Solved

Cannot login after SCSI read error

Posted on 1998-02-26
11
437 Views
Last Modified: 2008-02-01
Hello,

I am running SCO Unix 3.2V4.2 and I am receiving the following message over and over:

Notice: Sdsk: Unrecoverable error reading SCSI disk 0
dev 1/40 (ha=0 id=0 lun=0) Block=250
Medium error: unrecovered read error

The message and block number are always the same.  I would normally try to log in and run scsibadblk to try to find and relocate the bad block but I cannot login.  Since I couldn't login to take the system down, I had to power off/on.  After powering back on, the kernel loads up ok and then it wants to check the file system.  If I let it try to check the file system, I immediately start getting the same read errors.

So I rebooted again and skipped the file system check.  I get the following errors before it Inits single user mode:

/etc/bcheckrc: cannot make pipe
/etc/tcbck: /tmp/sh170: cannot create
/etc/smmck: restore missing files from backup or distribution.

Then I get the "Init: single user mode" message and am prompted to enter control-d for normal startup or the root password for system administration.  However, it won't accept the root password.  It just says "login incorrect".  If I press ctrl-d for normal startup, it starts to init
level 2 but then appears to just lock up (except the read errors keep printing).

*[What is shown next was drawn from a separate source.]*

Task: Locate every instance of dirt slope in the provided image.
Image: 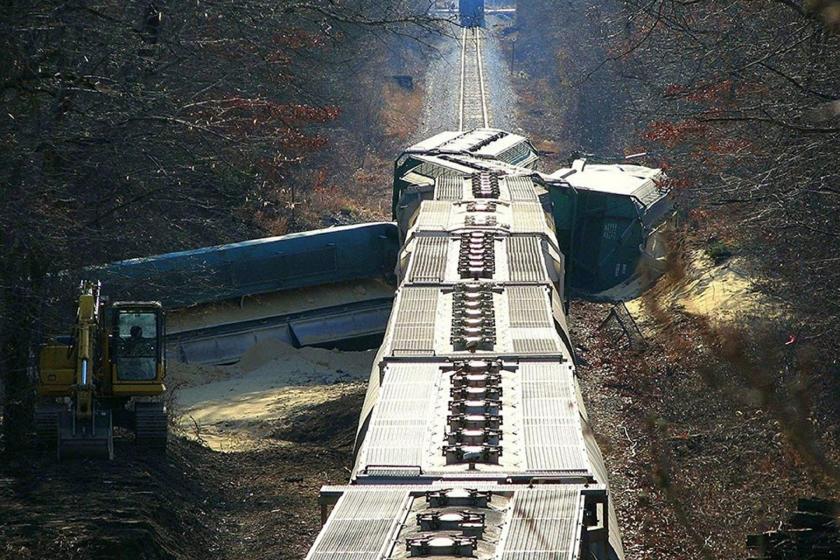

Just for kicks I tried to see what would happen if I booted off of the N1 Installation disk and then rooted from the hard disk.  I had the same results.

What can I do?

Thanks,
Jay Sullivan
0
Comment
Question by:jsullivan
  • 6
  • 5
11 Comments
 
LVL 32

Expert Comment

by:jhance
ID: 2008918
This is bad, to say the least.  It appears that you've developed some type of hard drive trouble and it has corrupted either the passwd file or some part of the login system so that you cannot login as root.  Since I assume you want to get back onto this hard drive to recover stuff, you may have to build a complete bootable unix system on an alternate hard drive and then boot THAT one.  You can now login as root and mount the old drive.  I'd backup any stuff I could right away and then try running fdisk.  It may be able to recover some stuff but I suspect you're looking at rebuilding the filesystem and possibly even having to re-initialize the format.
0
 

Author Comment

by:jsullivan
ID: 2008919
Thanks for your help.  I was afraid I'd hear an answer such as yours.  I'm a relative novice as a Unix admin so I have a few more questions.  Can I boot from my installation floppies and then mount the file system?  If so, is there any way to find out what file(s) are stored at block 250?  I do have a system backup but it's not that current.  If the file on the bad block is a relatively static file, I can restore it from the backup.  If I can boot from floppy and mount the file system, should I use scsibadblk to mark the block bad?  Thanks.
0
 
LVL 32

Expert Comment

by:jhance
ID: 2008920
I'm not sure which boot floppies you have but often these are designed for installation and not recovery.  Hence they will want to init your disk and install unix rather than let you login and recover.  This is why having a spare disk around that can be booted is valuable.  Running fdisk should be able to tell you which files are damaged by the disk errors and will attempt to recover what it can and mark the bad blocks out.  
0
 

Author Comment

by:jsullivan
ID: 2008921
Did you say that fdisk would be able to tell me what files are damaged?  As far as I can see, fdisk only deals with the partition table.  Did you mean scsibadblk?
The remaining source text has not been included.